Uh, I think your understanding of Game Mode is backwards.
It's to guarantee that game performance is good at the expense of the background tasks. It's not reserving cores for background tasks.
Obviously if your priority is not the game, like the example above, then you don't enable Game Mode. Why would you?

The inclusion of Game Mode does not mean that Microsoft should stop work on improving their scheduler so that examples like yours can work better than they do now.
But for game performance you cannot beat the game having exclusive access to the cores it's running on.
As soon as you allow other processes on those cores they have the potential to hurt game performance. Even if their "CPU usage" remains low, there is still a penalty for things like context switching.

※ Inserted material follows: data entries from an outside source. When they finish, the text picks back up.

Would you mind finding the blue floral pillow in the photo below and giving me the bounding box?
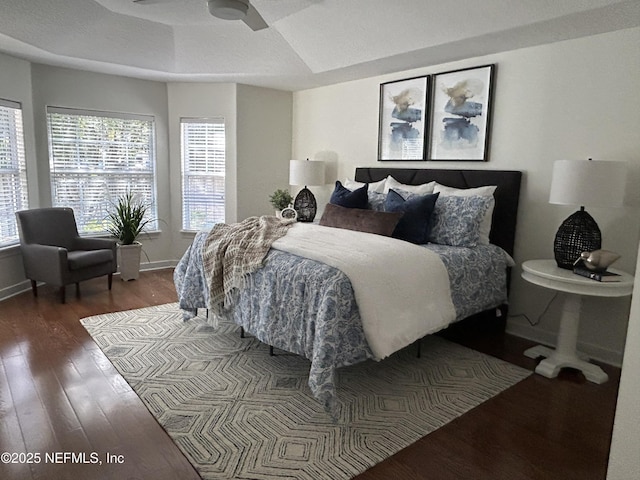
[330,180,368,209]
[428,195,492,247]
[367,191,387,211]
[384,189,439,244]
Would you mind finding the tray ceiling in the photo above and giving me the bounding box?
[0,0,638,90]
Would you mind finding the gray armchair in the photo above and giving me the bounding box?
[16,207,117,303]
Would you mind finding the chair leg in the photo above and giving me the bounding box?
[269,345,274,356]
[30,280,38,297]
[108,273,113,290]
[76,282,80,298]
[240,326,245,338]
[60,286,66,304]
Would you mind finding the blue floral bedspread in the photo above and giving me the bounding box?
[424,243,513,321]
[174,231,511,415]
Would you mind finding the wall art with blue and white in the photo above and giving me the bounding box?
[429,64,494,161]
[378,76,429,161]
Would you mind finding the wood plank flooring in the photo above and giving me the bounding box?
[0,269,620,479]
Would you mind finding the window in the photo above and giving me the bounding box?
[0,99,29,247]
[47,107,157,234]
[180,118,225,231]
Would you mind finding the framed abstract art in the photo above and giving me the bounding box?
[428,64,495,161]
[378,76,430,161]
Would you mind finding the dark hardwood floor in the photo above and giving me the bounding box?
[0,269,620,479]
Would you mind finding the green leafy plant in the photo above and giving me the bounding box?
[106,191,154,245]
[269,189,293,210]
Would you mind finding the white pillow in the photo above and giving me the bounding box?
[343,177,387,193]
[433,183,497,245]
[384,176,436,195]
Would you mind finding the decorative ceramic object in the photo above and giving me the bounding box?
[577,249,621,272]
[281,204,298,220]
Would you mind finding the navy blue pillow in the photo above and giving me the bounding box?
[329,180,368,209]
[384,189,439,244]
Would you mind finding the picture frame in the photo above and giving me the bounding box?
[377,76,430,161]
[428,64,495,161]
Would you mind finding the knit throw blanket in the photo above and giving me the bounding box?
[202,215,294,319]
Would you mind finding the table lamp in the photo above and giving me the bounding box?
[549,158,627,269]
[289,158,325,222]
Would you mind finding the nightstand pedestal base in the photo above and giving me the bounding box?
[523,292,608,384]
[524,346,608,383]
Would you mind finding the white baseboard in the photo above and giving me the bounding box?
[138,260,177,272]
[0,280,33,301]
[506,322,623,368]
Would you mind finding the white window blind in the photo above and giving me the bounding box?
[47,107,157,234]
[0,99,29,247]
[180,118,225,231]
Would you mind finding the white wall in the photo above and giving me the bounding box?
[607,241,640,478]
[292,27,640,365]
[236,84,292,220]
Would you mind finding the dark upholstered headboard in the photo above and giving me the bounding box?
[354,168,522,256]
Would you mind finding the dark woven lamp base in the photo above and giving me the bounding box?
[553,208,601,269]
[294,186,317,222]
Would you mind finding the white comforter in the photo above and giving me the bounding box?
[272,223,456,360]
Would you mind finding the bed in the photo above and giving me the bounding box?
[174,167,522,415]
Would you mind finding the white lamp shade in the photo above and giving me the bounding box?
[289,159,325,186]
[549,159,627,208]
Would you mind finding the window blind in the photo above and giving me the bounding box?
[0,99,29,247]
[180,118,226,231]
[47,107,157,235]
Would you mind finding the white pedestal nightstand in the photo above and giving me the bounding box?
[521,259,634,384]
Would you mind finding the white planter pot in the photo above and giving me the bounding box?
[118,242,142,281]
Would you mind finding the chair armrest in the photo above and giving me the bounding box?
[20,244,67,284]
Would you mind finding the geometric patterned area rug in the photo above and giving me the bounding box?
[81,303,530,480]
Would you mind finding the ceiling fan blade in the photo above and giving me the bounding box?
[243,4,269,31]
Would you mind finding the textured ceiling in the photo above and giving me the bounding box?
[0,0,638,91]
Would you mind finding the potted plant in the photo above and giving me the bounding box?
[269,189,293,217]
[106,191,153,281]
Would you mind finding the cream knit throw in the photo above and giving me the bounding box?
[203,215,294,319]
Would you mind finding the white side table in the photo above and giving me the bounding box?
[521,259,634,383]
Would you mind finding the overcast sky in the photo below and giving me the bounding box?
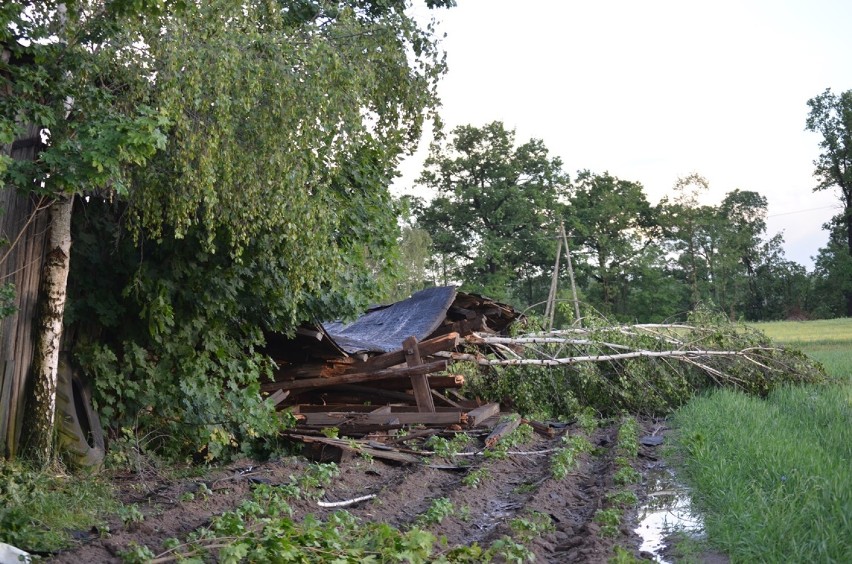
[395,0,852,270]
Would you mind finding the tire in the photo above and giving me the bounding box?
[55,354,105,470]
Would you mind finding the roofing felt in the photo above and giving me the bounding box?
[322,286,458,354]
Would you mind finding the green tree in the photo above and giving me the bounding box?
[415,122,568,304]
[2,0,451,461]
[567,171,659,316]
[805,88,852,316]
[811,216,852,317]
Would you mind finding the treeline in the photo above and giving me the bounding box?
[400,122,849,322]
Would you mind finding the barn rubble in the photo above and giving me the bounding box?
[261,286,525,461]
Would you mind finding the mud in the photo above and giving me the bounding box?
[47,417,704,563]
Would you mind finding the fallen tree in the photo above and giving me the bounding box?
[450,310,828,417]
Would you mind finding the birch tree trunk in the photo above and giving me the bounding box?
[22,196,73,464]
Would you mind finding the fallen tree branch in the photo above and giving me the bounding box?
[318,494,376,508]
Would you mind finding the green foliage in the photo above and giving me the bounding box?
[615,416,639,458]
[509,511,555,543]
[426,433,470,458]
[5,0,449,462]
[606,490,639,507]
[484,423,535,460]
[415,121,568,304]
[0,283,15,319]
[461,467,490,488]
[465,309,828,420]
[593,508,622,538]
[551,435,593,480]
[417,497,455,526]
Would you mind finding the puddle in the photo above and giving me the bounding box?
[635,464,704,563]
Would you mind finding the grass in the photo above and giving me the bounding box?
[750,318,852,383]
[672,318,852,562]
[0,461,118,552]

If your goal is to have the best game performance on a PC, without being the most hardcore of hardcore PC gamers and having a system that is dedicated solely for gaming with absolutely nothing else running on it, then a feature like Game Mode was a great thing to have.
The problem is that it was not well-optimized for the 4c4t CPUs that were popular at the time, and those people were very vocal about it.
 
OP
OP

Deleted member 11276

Account closed at user request
Banned
Oct 27, 2017
3,223
Given the PS5 specs, I guess the minimum spec for PC at 1080p would be the 2060 Super, maybe even the 2060. Knock off $100 come Ampere launch and jumping into next Gen could be cheaper than expected
Indeed, playing at 1080p and lower texture detail will do wonders for these midrange cards. The consoles will heavily push 4K and also need textures that make good use of 4K. So yeah I feel like 6 and 8 GB VRAM cards will be fine next gen, just not for 4K with console level textures. Much faster streaming from SSD will help as well.

Good thing with Turing cards is also that you can enable DLSS, which significantly speeds up performance.

Personally I hope for a RTX 3050 card with 2060 specs, could make a cheap entry for next gen games.